Minister to Belgium/Journalist/Author/Mayor of Toledo
Centurion, 1915–1934
Born 4 March 1869 in Urbana, Ohio
Died 24 May 1934 in Cannes, France
Buried Cimetière du Grand Jas de Cannes, Cannes, Provence-Alpes-Côte d’Azur, France
Proposed by Arnold W. Brunner and William Dean Howells
Elected 4 December 1915 at age forty-six
Century Memorial
When President Wilson selected in 1913 his foreign ministers and ambassadors, he constantly applied the familiar American criterion of literary distinction. Thomas Nelson Page went to Rome. At the Court of St. James’s, Walter Page revived traditions of Lowell’s time. For the smaller diplomatic post of Brussels, Brand Whitlock was designated. With all of these appointments the President evidently had in mind, not only representation of America abroad by Americans of culture, but the chance for descriptive writers to enlarge their own horizon through contact with the greater world, an opportunity for their leisurely pursuit of literary activities.
Whitlock had not been exclusively a writer. At the age of thirty-six, when the wave of municipal reform swept over his native state, he had plunged into politics, had been elected and three times re-elected Mayor of Toledo. But human interest of the literary sort pervaded even these political activities. While installed in the City Hall, Whitlock wrote two or three of the dozen novels which bear his name; one of his published stories of that period was frankly based on Toledo city politics. He confessed, when accepting the Belgian post in 1913, his expectation of completing in that quiet diplomatic atmosphere another novel dealing with small-town Ohio life. He was not alone in such anticipations. As late as May of 1914, the German Minister at Brussels remarked to Whitlock that, although he himself had “never had a post where there has not been trouble” and although, diplomatically speaking, he had hitherto been “a bird of ill omen,” now he had been transferred to “the most tranquil post in Europe.” “Nothing can happen at Brussels,” he concluded. But Whitlock’s novel, begun in 1913, was not destined to be in a publisher’s hands until 1923.
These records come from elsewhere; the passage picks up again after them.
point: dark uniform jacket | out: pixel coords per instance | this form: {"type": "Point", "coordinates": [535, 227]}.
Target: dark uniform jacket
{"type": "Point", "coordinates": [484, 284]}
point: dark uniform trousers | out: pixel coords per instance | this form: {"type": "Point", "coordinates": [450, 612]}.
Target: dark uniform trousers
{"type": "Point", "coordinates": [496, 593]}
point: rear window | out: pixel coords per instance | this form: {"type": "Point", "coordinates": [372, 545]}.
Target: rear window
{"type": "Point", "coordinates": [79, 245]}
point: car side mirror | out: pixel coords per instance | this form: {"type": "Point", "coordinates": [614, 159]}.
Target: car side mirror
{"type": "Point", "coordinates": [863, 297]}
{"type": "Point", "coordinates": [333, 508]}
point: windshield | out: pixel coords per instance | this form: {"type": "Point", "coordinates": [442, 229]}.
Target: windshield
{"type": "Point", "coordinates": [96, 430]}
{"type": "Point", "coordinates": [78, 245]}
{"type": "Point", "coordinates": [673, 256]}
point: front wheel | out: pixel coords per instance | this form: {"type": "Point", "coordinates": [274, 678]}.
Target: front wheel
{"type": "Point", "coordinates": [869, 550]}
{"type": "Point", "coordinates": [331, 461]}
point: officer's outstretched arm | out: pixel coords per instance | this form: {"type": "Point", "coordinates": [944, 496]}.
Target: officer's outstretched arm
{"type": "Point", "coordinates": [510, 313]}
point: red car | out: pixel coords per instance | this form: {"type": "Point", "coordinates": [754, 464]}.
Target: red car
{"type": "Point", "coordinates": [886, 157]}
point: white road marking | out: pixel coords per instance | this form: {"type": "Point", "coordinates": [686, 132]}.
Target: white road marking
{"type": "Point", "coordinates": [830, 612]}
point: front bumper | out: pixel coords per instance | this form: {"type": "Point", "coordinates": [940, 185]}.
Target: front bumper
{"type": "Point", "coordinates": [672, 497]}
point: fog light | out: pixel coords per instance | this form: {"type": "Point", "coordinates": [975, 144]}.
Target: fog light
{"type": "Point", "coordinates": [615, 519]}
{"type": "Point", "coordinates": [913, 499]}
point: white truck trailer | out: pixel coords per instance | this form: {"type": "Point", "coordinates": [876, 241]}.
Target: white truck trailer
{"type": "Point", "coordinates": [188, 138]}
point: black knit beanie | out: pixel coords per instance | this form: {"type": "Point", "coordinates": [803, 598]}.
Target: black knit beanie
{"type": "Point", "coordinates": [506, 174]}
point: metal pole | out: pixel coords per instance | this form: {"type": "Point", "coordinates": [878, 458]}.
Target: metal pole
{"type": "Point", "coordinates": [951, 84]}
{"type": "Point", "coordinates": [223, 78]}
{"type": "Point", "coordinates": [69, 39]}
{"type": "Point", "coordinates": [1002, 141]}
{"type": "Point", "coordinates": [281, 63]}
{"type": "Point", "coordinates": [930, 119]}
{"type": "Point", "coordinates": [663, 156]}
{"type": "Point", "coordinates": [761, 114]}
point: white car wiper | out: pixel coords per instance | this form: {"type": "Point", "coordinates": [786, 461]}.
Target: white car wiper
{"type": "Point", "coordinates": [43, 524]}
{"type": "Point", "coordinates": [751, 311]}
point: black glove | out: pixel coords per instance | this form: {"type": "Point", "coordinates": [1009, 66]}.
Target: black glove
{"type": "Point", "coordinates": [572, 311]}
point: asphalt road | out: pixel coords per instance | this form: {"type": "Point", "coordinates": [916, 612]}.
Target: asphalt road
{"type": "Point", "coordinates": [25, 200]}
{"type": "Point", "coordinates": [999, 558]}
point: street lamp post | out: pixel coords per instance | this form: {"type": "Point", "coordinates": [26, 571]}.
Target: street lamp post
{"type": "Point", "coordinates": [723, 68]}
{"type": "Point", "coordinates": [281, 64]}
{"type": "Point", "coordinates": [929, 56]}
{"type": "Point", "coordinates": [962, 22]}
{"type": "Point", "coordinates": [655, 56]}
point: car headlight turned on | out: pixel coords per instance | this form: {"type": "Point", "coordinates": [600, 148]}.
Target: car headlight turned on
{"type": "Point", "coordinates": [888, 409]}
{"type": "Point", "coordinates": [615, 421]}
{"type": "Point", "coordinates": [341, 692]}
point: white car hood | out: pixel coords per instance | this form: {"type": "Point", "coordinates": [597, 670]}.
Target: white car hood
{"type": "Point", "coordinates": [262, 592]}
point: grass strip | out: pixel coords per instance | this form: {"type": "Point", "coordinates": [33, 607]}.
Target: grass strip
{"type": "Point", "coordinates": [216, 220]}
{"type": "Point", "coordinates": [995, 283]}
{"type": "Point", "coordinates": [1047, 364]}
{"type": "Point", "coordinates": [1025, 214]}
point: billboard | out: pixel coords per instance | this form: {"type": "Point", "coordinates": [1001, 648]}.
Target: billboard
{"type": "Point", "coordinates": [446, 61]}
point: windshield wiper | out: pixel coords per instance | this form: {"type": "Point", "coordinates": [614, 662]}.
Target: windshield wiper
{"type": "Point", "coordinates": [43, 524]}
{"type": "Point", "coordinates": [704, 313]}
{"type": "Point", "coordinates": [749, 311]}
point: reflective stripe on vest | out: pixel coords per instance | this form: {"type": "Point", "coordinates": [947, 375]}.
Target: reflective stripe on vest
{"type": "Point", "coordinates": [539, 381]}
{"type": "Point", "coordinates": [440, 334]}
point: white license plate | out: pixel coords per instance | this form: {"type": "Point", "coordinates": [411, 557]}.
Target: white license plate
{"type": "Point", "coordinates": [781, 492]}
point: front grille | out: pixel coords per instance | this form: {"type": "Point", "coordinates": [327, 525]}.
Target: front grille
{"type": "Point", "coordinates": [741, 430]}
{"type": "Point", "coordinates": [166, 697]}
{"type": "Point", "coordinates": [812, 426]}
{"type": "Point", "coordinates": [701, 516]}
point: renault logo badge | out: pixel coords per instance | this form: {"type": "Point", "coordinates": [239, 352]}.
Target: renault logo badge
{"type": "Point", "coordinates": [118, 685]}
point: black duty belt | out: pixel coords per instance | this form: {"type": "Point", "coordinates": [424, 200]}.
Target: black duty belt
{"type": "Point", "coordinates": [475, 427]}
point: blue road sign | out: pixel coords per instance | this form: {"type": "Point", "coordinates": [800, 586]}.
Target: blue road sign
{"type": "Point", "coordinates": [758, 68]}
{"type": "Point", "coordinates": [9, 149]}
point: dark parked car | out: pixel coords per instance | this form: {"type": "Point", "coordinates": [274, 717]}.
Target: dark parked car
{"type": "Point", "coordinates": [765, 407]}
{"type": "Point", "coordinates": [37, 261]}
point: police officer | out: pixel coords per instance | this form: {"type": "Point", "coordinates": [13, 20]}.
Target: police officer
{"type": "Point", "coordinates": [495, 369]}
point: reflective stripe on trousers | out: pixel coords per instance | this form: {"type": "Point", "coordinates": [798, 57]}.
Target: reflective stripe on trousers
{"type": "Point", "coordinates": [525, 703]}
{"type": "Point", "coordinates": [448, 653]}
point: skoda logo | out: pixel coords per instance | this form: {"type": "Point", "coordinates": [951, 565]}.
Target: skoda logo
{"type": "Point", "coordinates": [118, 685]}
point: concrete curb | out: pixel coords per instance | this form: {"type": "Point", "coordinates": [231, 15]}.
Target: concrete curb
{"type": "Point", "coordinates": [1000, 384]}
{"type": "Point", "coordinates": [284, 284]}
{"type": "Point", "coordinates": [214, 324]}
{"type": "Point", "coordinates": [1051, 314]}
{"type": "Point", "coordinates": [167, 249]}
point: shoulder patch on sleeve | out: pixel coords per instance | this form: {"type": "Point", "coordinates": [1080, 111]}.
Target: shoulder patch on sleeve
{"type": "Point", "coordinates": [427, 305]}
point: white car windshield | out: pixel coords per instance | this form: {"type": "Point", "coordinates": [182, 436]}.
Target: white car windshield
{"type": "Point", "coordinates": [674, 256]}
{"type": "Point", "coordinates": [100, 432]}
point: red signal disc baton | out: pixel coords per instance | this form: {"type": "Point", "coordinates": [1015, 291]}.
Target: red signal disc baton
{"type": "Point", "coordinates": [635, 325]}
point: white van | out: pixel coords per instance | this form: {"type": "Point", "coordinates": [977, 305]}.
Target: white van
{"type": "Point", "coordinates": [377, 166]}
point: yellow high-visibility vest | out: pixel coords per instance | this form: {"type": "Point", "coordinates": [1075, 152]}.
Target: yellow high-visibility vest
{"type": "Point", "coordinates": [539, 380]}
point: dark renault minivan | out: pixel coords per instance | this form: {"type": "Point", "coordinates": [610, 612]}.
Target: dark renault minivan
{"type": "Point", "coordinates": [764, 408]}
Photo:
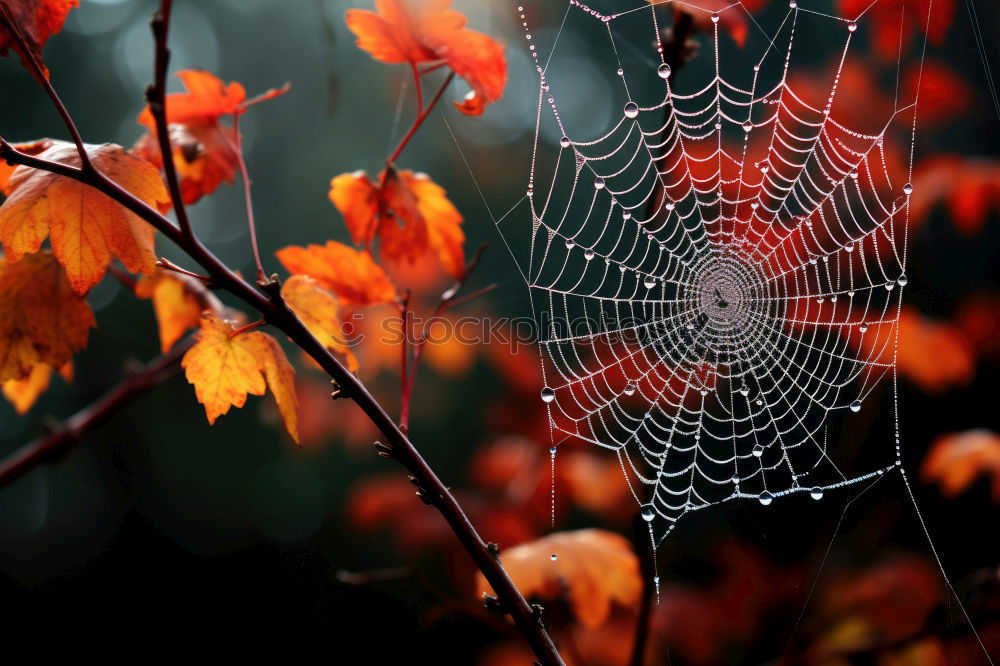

Whitlock’s was an imaginative mind; in his stories he was fond of creating wholly unexpected situations. Yet the uttermost stretch of his creative imagination would not have suggested beforehand the possibility that in August, 1914, the eyes of all the world would be on the United States Minister to Belgium; that his name, like those of Cardinal Mercier and Food Administrator Hoover, would presently divide international interest with the names of Joffre, Hindenburg and the German Kaiser; that his appeal to a stubborn German military satrap in behalf of the English nurse Cavell would cause a simultaneous throb of emotion from St. Petersburg to San Francisco. Such were the amazing turns of circumstance, in that portentous episode of human history.
The story of Whitlock’s own activities during the German occupation is too well known to need repetition. What the Belgian people thought of them was sufficiently indicated through their conferring on him the rare distinction of “honorary citizen” of Brussels, Antwerp, Liège and Ghent, through formal recognition of his services by special vote of the Belgian Senate in extraordinary session, through the naming for him of a boulevard in Brussels and through the placing of his bust in the Belgian Senate-chamber. Whitlock has set down frankly and categorically, in the only book written during his official tenure, the account of what he saw of the German occupation, what he knew, and what he learned on first authority. Although the narrative is as far removed as the task made possible from bitterness or rancor, it is painful reading. But its faithful and dispassionate citation of documents, proclamations, and events of public knowledge will possibly serve hereafter as antidote for the teachings of self-created apologists outside of Germany, who, because rumor had manifestly exaggerated some of the German cruelties in Belgium, reject all accounts of military barbarity, picturing invasion and occupation as the natural act of a generous government, driven to defend itself against Belgian defiance and the unprovoked aggression of its neighbor states.